At sea, 24 April 1758, Nicholas captured the ‘de Jeffereies Lucia’ the ship of one William de Drurina and a cargo of alcohol. However, upon the discovery that the owner was in no way connected to the French – the ship was returned. On the 15 July 1758 he captured the "Anna Rosina" carrying a cargo of sugar, cotton and coffee. Again, no connection to the French was found as the ship was registered as Dutch. His next error would prove his last.


"On August 11, 1758, Nicholas Wingfield and Adams Hyde, of Hastings, of two privateer cutters, piratically boarded the Danish ship ‘Der Reisende Jacob,’ on board of which was the Marquis Pignatelli, Ambassador Extraordinary from his Catholic Majesty to the Court of Denmark; assaulting Jurgan Muller, the master of the vessel, and stealing twenty casks of butter. The Lords of the Admiralty offered a reward of £500. Nicholas Wingfield and Adams Hyde, with four others, having been betrayed by some of their accomplices, were arrested; and on January 15, 1759, were brought under a strong guard of soldiers, and lodged in the Marshalsea. They were tried at the Admiralty sessions, March 9, 1759, when Nicholas Wingfield and Adams Hyde were found guilty; and on the 28th of the same month, were hung at Execution Dock. The four others were acquitted."


[‘The Life and Dying Words of Capt. Nicholas Wingfield, and Capt. Adams Hyde, who was Executed at Execution-dock, on Wednesday the Twenty-eighth of March 1759, for Piracy on the High-sea.’ T. Bailey, 1759; Pages 1-16.]


It seems that his biggest error was an attack on a noble.

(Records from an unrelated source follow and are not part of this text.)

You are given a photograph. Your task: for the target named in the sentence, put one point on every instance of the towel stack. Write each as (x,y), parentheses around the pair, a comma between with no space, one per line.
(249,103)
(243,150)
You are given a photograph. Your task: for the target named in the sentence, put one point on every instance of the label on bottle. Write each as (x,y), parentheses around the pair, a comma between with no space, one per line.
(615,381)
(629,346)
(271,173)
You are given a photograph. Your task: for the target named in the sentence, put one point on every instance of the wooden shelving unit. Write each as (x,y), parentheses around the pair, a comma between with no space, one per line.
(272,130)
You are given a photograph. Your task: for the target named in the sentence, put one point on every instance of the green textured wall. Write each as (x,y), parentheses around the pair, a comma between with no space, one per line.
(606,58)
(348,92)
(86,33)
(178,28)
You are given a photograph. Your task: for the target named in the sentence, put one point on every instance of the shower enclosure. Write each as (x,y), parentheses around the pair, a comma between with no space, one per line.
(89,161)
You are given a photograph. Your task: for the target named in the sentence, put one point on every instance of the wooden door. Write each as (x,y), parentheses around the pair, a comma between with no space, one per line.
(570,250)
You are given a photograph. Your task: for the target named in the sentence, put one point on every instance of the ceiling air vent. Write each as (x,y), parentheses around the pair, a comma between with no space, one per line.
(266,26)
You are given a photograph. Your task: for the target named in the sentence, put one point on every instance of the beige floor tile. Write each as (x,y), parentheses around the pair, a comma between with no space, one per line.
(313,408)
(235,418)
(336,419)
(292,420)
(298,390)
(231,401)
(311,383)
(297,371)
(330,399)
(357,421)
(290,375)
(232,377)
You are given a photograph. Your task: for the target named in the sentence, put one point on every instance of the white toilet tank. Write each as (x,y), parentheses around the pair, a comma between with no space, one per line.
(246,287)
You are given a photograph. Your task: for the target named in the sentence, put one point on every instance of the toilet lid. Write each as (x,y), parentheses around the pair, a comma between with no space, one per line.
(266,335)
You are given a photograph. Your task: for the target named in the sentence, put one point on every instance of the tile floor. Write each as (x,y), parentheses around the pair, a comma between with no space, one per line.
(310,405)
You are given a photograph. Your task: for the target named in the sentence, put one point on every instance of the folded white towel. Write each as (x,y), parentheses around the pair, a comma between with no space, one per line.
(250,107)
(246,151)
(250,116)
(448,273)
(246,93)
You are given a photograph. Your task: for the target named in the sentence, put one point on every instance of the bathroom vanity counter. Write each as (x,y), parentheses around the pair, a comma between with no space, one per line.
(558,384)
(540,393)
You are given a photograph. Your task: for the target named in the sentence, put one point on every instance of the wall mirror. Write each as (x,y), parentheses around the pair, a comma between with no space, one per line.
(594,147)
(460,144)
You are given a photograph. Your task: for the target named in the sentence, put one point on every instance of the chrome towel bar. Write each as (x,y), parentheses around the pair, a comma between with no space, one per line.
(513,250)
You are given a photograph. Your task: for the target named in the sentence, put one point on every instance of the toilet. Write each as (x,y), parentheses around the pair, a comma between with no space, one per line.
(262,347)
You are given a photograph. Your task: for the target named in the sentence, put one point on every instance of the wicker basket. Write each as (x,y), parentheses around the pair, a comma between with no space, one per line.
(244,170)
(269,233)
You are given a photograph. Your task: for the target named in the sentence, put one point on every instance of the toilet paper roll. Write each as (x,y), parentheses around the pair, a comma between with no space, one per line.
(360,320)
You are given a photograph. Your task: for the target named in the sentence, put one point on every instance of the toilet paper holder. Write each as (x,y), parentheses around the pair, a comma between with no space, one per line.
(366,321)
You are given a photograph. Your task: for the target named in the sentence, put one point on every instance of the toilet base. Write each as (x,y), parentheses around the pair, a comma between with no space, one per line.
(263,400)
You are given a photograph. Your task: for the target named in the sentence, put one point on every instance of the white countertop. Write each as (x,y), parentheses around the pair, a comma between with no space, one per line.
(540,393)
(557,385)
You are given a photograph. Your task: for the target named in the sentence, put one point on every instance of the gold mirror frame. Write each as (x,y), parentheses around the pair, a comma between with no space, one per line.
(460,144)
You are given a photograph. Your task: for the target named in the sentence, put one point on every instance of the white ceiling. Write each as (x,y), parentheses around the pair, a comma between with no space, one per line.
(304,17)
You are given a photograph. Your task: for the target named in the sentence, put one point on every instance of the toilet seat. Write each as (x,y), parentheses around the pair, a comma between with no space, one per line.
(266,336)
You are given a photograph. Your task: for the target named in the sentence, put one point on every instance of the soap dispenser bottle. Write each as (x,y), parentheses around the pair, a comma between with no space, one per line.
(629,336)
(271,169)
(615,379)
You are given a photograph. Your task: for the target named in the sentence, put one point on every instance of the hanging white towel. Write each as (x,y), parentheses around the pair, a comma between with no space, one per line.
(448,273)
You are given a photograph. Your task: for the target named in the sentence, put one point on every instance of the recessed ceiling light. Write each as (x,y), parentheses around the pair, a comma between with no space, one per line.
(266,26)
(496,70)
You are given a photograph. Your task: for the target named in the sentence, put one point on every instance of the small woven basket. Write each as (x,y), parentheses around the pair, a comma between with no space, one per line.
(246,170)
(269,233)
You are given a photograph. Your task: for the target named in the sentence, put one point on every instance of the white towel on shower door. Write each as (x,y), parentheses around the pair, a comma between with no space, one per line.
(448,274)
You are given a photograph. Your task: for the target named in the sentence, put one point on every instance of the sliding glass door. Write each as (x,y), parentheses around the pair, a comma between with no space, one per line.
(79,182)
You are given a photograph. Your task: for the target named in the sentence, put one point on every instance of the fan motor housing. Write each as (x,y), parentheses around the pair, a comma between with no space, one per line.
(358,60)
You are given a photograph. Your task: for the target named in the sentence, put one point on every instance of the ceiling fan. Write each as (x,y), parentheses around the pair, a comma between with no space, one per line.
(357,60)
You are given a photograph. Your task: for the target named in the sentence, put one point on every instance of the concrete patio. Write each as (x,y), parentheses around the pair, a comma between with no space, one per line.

Another account recalls the attack with detail: ‘The vessel having the Marquis de Pignatelli, ambassador from the court of Spain to the King of Denmark was boarded, the hatches forced, the hold rummaged, broke open and his personal trunks rifled. They even cruelly bruised his officers, stripped his domestics and carried off the effects [butter] together with letters of credit and a bill of exchange.’


[Smollett, Tobias. ‘The History of England, Volume II, Chapter XIV]


Hannah, left a young widow, applied for financial help from the Parish of St. Mary in the Castle on 08 August 1760 and married again one Isaac Gallop at St. Clements the next year.


Of interest and irony - his son George became a Riding Officer for the Customs and Excise.